PineApp US (Ashcom Solutions)
: Includes a firewall and a mail server.
: No policy management at the individual user or group level, and the management interface could be more intuitive.
: A good anti-spam appliance that also handles viruses and other dangerous content well.
PineApp's Mail-SeCure is an appliance with models ranging from home user to enterprise network. We tested the 2040, a mid-range model aimed at SMEs that comes in a slim, rack-mountable case, includes a firewall and has three Ethernet ports (internal, external, and DMZ). Their unit is configured via a web interface.
It is SMTP based, but can collect mail by POP3 from external ISP mailboxes by using a POP3 transparent proxy or by using the Mail retriever feature, and can act as a mail server to allow POP3 collection by local users, who may alternatively use a webmail interface instead of POP3. It has anti-relaying protection and also provides resistance to denial-of-service and mail bombing attacks. It provides content control for web traffic, both http and ftp.
Anti-virus is by F-Secure's virus-scanning engine, which can be updated on a regular schedule. Viruses are deleted by default, but you can quarantine them (just like spam).

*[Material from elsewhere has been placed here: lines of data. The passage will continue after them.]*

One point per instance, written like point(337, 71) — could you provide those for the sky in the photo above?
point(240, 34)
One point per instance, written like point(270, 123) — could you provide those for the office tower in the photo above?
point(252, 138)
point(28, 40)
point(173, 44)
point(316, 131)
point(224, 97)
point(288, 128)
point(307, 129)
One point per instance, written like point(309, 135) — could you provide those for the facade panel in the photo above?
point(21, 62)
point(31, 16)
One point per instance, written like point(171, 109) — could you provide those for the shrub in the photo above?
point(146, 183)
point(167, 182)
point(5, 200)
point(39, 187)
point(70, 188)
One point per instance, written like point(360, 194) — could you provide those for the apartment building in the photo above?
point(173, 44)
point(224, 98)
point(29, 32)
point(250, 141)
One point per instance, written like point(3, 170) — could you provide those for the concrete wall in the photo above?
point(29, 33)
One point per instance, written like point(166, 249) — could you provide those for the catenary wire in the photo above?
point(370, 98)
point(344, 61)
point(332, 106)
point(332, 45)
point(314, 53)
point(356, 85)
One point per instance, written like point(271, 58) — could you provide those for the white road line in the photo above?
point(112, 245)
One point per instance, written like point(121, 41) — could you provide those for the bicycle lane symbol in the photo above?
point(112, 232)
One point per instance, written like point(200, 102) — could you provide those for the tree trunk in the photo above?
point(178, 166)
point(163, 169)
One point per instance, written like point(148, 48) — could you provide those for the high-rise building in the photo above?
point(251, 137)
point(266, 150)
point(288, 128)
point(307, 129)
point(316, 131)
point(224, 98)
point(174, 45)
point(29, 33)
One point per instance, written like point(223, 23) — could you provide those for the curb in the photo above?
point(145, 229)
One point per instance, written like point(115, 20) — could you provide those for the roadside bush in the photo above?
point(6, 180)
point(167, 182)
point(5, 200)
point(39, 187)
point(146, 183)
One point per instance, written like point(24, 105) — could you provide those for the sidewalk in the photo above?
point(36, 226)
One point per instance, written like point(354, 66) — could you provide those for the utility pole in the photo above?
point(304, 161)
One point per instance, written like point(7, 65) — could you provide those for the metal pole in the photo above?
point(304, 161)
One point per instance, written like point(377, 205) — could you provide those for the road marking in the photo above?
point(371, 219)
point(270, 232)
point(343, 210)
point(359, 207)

The anti-spam engine uses heuristic tests on mail headers and body text, Bayesian filtering, external databases of spam signatures and realtime blackhole lists (RBLs). Content control blocks attachments by file type. Outgoing messages can be "parked" and sent when the network is less busy. Disclaimers can be added to outgoing mail automatically. Mail-SeCure can strip out html scripts, and it can scan inside archive files and block encrypted archive files.

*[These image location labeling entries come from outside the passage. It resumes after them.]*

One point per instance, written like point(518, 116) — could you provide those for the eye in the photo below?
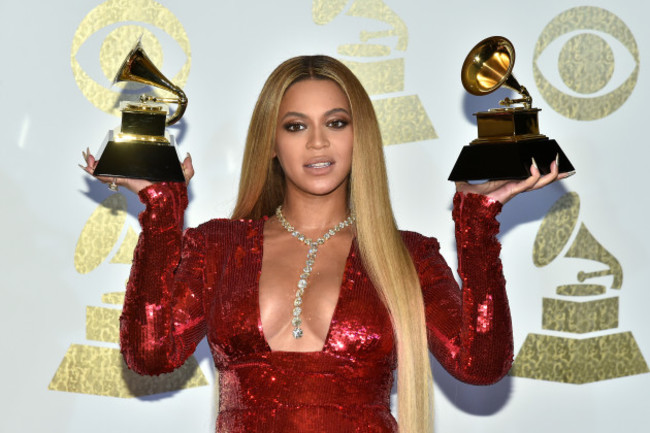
point(294, 126)
point(586, 63)
point(337, 124)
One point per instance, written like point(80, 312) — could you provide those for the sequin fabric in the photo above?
point(204, 282)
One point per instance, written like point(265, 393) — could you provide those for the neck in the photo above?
point(313, 215)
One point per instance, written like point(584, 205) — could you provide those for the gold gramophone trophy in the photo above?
point(141, 148)
point(508, 138)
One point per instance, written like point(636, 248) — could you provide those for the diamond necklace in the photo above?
point(296, 321)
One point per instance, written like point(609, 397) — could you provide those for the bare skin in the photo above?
point(314, 146)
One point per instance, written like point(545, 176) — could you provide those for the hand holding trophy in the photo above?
point(141, 148)
point(508, 138)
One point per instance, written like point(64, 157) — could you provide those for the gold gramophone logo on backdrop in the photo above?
point(97, 367)
point(586, 62)
point(402, 118)
point(580, 309)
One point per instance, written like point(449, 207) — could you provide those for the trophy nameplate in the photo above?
point(508, 138)
point(140, 148)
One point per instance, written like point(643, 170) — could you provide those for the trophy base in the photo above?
point(136, 159)
point(507, 160)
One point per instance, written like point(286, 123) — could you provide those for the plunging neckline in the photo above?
point(258, 310)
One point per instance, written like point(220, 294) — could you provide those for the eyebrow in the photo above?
point(327, 113)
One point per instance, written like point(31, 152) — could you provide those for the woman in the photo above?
point(309, 295)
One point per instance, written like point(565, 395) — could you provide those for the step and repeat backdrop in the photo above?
point(575, 254)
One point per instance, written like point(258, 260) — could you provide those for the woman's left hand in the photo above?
point(505, 190)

Management and configuration may be done remotely via a web-browser interface and, although you can limit by IP address the workstations that can access the management interface, there is no time-out once you are logged on to the unit. The only way to log off is to close the browser window (due to change in the next version).
Quarantine management is easy, and adding released messages to the whitelist takes one click. Users? and groups? privileges and policies cannot be managed individually, but this, along with LDAP support and checking for inappropriate email content, is due in version 3.0.